Invited speakers

Minmin Chen (Google Brain)

Off-Policy Correction for a REINFORCE Recommender System


While reinforcement learning (RL) has achieved impressive advances in games and robotics, it has not been widely adopted in recommender systems. Framing recommendation as an RL problem offers new perspectives, but also faces significant challenges in practice. Industrial recommender systems deal with extremely large action spaces – many millions of items to recommend and complex user state spaces -- billions of users, who are unique at any point in time. In this talk, I will discuss our work on scaling up a policy-gradient-based algorithm, i.e. REINFORCE to a production recommender system at Youtube. We proposed algorithms to address data biases when deriving policy updates from logged implicit feedback. I will also discuss some follow up work and outstanding research questions in applying RL, in particular off-policy optimization in recommender systems.


Minmin Chen is a Research Scientist in Google Brain. Her main research interests are in machine learning, currently focusing on sequence modeling and reinforcement learning for recommendation systems. Before that, she was a research scientist at Criteo Lab, building computational models for online advertising, and Amazon, working on the Amazon Go project. She did her PhD study at Washington University in St. Louis on representation learning and domain adaptation. She published over 20 papers at top conferences in machine learning such as NIPS, ICML, ICLR and AISTATs.
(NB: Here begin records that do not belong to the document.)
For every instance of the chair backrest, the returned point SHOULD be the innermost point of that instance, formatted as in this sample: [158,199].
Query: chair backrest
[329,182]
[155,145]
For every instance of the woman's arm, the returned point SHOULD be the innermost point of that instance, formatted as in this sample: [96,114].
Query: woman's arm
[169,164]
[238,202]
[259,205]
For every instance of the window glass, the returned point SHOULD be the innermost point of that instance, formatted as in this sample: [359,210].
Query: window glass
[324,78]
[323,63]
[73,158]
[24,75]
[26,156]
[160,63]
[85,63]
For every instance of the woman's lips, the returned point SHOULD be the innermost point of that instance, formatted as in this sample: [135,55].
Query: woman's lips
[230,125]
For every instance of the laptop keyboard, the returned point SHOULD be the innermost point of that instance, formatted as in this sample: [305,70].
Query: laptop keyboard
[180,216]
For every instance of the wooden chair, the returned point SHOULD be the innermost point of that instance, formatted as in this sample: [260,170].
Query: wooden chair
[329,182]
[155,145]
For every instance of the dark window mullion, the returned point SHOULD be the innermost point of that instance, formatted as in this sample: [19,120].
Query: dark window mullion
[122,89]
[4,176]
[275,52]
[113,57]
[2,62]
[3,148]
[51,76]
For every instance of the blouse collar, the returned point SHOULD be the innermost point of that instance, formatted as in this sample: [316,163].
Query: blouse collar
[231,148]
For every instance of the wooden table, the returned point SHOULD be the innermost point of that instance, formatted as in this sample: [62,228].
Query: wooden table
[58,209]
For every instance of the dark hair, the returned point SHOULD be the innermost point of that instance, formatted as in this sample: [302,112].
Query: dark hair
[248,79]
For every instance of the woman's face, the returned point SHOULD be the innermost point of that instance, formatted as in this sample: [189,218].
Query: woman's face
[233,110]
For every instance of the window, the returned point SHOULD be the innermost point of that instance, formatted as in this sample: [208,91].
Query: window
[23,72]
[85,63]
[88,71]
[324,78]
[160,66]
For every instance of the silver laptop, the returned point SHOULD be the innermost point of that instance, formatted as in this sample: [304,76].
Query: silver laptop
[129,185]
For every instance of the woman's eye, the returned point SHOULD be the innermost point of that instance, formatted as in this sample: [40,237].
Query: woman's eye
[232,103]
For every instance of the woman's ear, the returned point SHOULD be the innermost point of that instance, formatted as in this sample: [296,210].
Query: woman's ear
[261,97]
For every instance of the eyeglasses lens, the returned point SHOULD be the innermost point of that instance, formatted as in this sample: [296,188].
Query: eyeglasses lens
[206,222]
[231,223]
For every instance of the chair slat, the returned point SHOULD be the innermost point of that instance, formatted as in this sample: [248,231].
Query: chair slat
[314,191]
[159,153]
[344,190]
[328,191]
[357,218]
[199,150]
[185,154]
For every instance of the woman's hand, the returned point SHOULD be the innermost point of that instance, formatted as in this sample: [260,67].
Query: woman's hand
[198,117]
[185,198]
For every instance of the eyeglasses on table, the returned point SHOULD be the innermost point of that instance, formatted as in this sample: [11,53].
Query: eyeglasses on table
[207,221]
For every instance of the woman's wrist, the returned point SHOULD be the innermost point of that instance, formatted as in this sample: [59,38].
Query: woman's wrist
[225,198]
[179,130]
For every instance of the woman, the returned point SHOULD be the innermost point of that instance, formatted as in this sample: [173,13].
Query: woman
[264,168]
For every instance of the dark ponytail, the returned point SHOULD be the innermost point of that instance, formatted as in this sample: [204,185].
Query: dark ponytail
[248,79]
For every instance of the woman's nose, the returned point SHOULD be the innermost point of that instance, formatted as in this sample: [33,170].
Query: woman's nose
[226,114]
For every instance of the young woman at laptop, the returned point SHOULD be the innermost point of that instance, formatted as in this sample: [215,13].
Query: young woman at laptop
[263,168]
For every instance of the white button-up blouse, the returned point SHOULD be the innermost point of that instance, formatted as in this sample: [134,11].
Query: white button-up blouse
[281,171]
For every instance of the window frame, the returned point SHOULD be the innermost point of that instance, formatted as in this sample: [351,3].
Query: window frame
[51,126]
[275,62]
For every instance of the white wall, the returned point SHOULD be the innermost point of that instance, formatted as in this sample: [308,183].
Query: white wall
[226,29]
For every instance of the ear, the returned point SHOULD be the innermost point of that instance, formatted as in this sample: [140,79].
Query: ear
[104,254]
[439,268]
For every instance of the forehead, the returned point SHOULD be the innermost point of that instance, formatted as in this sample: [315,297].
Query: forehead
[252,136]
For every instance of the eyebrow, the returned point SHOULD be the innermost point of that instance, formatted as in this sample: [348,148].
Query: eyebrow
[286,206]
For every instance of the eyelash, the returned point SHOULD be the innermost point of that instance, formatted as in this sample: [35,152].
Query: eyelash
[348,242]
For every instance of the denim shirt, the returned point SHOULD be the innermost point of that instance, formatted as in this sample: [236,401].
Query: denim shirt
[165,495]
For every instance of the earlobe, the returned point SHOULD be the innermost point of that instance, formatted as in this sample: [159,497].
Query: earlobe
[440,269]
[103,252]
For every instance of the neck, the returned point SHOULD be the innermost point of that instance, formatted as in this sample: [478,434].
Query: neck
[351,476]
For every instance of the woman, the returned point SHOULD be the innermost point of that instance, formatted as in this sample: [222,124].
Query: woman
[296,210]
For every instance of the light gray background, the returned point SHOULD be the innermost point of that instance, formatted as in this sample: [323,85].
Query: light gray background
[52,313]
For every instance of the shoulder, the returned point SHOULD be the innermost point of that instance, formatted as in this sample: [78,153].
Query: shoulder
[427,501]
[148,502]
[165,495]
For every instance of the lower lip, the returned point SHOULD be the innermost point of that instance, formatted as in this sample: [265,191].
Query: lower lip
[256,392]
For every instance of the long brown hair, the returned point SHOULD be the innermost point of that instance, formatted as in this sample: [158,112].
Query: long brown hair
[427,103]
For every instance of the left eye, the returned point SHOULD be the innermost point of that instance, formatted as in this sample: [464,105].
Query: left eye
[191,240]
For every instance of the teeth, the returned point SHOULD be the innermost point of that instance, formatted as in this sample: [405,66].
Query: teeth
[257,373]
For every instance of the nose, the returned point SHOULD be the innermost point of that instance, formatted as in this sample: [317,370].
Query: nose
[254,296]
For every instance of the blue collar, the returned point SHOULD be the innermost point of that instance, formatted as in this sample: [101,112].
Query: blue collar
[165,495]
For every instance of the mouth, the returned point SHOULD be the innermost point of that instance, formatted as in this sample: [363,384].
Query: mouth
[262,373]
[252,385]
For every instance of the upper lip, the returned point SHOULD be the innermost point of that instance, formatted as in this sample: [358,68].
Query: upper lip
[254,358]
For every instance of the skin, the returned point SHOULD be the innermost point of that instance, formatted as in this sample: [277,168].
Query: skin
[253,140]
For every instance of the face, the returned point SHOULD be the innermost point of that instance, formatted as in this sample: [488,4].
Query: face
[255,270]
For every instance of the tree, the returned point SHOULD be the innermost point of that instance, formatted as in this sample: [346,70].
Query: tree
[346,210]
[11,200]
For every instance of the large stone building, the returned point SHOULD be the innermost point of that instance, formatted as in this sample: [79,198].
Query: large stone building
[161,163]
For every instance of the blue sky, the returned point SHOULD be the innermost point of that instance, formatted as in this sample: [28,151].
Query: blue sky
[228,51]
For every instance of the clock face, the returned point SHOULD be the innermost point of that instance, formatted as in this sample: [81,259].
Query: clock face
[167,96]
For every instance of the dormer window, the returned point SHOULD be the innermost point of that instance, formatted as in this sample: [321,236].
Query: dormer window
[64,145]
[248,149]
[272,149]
Tao Ye, Mohit Singh (Pandora)

Offline and Online Performance of Contextual Bandit Algorithm in Personalized Ranking


Since 2005, Pandora has built a powerful music recommendation platform that powers the well know machine learning driven personalized radio product, and a fully personalized Browse feature to expand user’s music discovery. In our experience of building several key recommendation product features, we have encountered many different scenarios that utilize offline evaluation prior to deployment, ranging from dogfooding a new feature, to refining core recommendation algorithms, to experimenting with visual placements. We will briefly introduce diverse set of strategies and metrics used in these evaluation, then dive deep into a case study where offline and online performance relationship is observed.

Browse is aimed at providing users with a discovery experience. Different types of items, such as albums, curated music stations, playlists, and artists, are grouped into modules and presented to users on one scrollable page. Personalized ranking of these modules are designed by combining relevancy scores of user-items and a contextual multi-arm bandit algorithm to learn click preferences online. In the offline evaluation, we used mainly the ranking metrics (MRR@K, Recall@K) to evaluate the model on an intentionally collected randomized dataset. The evaluation protocol we chose is replay, which updates model estimation after each data instance in sequential order. In the online A/B testing, our key metrics are instead business driven. We discuss the implication of the evaluation protocol, how offline metrics determined the implementation order of algorithms, the observed correlation between online and offline, and interesting surprises during A/B and post deployment ramp up. We hope this talk will provide other practitioners with a case-study of an online algorithm’s performance in music discovery, and stimulate discussion on algorithm evaluations in general.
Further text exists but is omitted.